The experiences of TPM organizations offer instructive examples on how locally led MEL can strengthen mutual accountability and learning, collaboration, innovation, and risk management for supporting locally led MEL.
- Reinforcing mutual accountability and learning. Because third-party monitors act as eyes and ears for donor staff unable to visit project sites, their work can be perceived by implementing partners (IPs) as oversight rather than learning potentially setting up a confrontational rather than collaborative relationship. Though TPM does play an important role in preventing fraud, waste, and abuse, successful field monitors link data verification to learning by delivering findings rapidly for course corrections and with sufficient depth to improve outcomes. In doing so, TPM applies the principles of mutual accountability and mutual learning from USAID’s Local Capacity Development Policy. USAID and local field monitors have already begun working in partnership, “collaboratively measuring change and jointly analyzing and interpreting data, to prioritizing areas for program adaptation.” This provides examples for the Agency and others to study and replicate in other environments.
- Leading external collaboration. Third-party monitoring organizations excel at coordinating with a range of stakeholders to identify project sites, understand the intended results of this assistance, assess its actual effects, and communicate out these findings and their associated recommendations. They do this with international funders, traditional international organizations and the local entities in non-permissive environments contracting with them, and beneficiaries at the sites. This consistent and systematic external collaboration represents a locally led success for USAID’s collaborating, learning, and adapting (CLA) approach and demonstrates the spectrum of global and local actors with whom those supporting localization must engage to have similar impact.
- Fostering local innovation.
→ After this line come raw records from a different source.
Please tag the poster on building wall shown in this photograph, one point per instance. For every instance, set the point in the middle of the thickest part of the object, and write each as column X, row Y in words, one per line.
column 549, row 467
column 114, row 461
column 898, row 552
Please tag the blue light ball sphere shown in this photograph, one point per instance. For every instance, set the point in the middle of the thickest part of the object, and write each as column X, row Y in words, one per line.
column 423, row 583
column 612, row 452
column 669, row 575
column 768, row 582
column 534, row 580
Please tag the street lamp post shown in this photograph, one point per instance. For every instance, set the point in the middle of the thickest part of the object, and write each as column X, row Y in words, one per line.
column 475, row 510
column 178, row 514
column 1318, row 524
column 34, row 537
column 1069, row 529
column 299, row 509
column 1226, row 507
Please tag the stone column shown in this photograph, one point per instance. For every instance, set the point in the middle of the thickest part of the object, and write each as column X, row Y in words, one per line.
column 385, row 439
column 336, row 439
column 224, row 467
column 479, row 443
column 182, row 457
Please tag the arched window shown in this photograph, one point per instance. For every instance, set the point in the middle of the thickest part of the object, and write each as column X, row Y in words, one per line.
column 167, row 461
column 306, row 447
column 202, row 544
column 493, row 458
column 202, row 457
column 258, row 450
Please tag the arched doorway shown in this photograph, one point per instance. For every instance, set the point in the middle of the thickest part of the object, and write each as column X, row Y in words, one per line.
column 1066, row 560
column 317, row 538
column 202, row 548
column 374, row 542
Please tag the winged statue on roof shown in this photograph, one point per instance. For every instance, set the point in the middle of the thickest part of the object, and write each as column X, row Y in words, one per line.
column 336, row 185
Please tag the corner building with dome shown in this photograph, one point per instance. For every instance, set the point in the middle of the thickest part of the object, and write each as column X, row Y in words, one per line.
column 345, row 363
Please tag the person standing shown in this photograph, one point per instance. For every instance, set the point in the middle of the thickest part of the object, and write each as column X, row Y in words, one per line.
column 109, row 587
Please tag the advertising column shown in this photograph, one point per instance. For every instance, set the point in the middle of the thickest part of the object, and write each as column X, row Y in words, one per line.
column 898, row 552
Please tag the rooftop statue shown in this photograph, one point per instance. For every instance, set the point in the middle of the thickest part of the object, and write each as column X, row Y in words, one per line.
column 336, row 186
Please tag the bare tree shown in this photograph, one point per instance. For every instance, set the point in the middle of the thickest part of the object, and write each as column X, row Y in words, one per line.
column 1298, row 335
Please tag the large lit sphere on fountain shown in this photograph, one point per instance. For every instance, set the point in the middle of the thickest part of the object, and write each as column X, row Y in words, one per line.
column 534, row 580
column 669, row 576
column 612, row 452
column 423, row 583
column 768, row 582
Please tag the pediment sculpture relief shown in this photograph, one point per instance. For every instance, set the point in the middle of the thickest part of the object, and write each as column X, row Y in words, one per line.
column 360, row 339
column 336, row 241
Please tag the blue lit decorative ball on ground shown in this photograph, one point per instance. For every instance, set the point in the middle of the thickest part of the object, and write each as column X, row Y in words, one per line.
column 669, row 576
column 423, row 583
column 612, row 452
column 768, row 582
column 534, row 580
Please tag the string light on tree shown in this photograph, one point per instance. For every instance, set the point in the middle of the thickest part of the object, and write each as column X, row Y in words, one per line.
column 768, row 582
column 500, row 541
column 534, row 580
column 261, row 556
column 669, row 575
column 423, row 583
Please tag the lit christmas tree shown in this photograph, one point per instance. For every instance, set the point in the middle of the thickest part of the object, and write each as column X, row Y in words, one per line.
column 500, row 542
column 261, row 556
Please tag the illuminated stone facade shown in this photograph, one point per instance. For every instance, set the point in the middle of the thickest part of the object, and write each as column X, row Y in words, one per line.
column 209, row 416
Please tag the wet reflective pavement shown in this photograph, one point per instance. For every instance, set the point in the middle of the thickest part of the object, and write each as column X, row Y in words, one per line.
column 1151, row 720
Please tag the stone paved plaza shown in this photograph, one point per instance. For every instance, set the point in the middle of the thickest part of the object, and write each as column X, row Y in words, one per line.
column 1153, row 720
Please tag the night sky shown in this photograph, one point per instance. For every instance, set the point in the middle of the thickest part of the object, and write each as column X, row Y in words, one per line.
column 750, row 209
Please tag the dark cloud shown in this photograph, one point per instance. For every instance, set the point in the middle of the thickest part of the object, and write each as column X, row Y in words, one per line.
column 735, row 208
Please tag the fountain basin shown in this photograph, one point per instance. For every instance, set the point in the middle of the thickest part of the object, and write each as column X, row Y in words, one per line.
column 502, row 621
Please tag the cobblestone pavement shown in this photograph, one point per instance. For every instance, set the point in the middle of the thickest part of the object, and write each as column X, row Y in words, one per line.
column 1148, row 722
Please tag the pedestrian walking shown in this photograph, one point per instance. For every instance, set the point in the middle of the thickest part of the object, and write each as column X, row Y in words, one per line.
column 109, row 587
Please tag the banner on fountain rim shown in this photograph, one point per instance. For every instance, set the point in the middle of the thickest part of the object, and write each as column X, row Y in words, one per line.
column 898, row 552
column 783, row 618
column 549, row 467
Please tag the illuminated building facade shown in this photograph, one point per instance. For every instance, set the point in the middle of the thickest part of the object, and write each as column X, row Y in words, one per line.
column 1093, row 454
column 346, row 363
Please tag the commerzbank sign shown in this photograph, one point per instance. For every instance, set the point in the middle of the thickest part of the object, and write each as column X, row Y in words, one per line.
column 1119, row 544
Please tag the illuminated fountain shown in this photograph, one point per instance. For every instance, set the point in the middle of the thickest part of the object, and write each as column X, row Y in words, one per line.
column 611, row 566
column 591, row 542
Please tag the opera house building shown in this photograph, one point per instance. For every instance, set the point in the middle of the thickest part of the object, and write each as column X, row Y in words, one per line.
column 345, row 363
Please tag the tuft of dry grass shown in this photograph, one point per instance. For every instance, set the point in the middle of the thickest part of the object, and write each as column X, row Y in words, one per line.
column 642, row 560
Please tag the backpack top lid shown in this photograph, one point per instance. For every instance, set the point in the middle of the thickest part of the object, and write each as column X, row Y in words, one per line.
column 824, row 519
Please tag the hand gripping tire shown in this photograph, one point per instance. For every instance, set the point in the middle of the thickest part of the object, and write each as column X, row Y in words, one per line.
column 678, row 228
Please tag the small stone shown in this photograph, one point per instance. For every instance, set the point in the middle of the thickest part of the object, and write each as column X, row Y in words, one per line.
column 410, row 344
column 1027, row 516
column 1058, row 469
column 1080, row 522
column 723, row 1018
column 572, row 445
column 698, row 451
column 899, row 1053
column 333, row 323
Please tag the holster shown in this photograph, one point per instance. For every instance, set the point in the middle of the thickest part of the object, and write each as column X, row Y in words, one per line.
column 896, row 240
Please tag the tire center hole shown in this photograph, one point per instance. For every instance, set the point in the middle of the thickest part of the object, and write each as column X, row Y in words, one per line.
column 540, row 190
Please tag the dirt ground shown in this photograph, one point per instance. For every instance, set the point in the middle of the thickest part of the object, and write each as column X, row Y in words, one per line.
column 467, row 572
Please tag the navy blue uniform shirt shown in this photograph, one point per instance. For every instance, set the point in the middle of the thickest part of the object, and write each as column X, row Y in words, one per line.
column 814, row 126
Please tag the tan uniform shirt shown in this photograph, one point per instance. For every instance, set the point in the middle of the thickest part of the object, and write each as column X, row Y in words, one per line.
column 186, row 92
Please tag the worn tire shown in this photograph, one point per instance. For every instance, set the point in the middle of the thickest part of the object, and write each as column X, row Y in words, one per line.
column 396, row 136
While innovation is commonly associated with new technology, it also refers to any new method or idea. Local organizations and actors apply both to deliver TPM in insecure environments. Before smartphones existed, organizations equipped field monitors with watches with hidden cameras to help complete verifications quicker and with less personal risk than using an unconcealed camera. More often third-party monitors generate new ideas to overcome access restrictions like using crowd-sourced information in Mali or establishing call centers to converse in distinct regional dialects in Somalia. Ideas like these demonstrate the bottom-up, dynamic innovation that can come from supporting locally-led MEL.
- Demonstrating how locally-led development mitigates risks. Historically dominant institutions have at times suggested that shifting power and decision-making to local organizations is a higher risk than using traditional implementing partners because of their lower capacity. Yet, TPM challenges this perception by demonstrating an entire category of development work where funders have successfully shifted power to local field monitors. It should be acknowledged that this shift in ownership involves transferring significant risk to field monitors, who may be subjected to physical danger or even death while verifying development activities in their communities. While the success of locally-led development in TPM in no way lessens this transfer of risk, it also underscores the moral imperative of shifting power and ownership to local MEL actors who are best placed to make decisions about the risks and benefits of their work.
Third-party monitors play key roles verifying IP reporting and informing decision making. One study found that 56 percent of aid agencies working in insecure contexts reported being unsatisfied with IP’s own monitoring and evaluation, signaling TPM will be part of development and humanitarian assistance for the foreseeable future. This example of successful locally-led MEL can help guide those seeking to change current systems and incentives to promote greater participation and leadership by local MEL actors.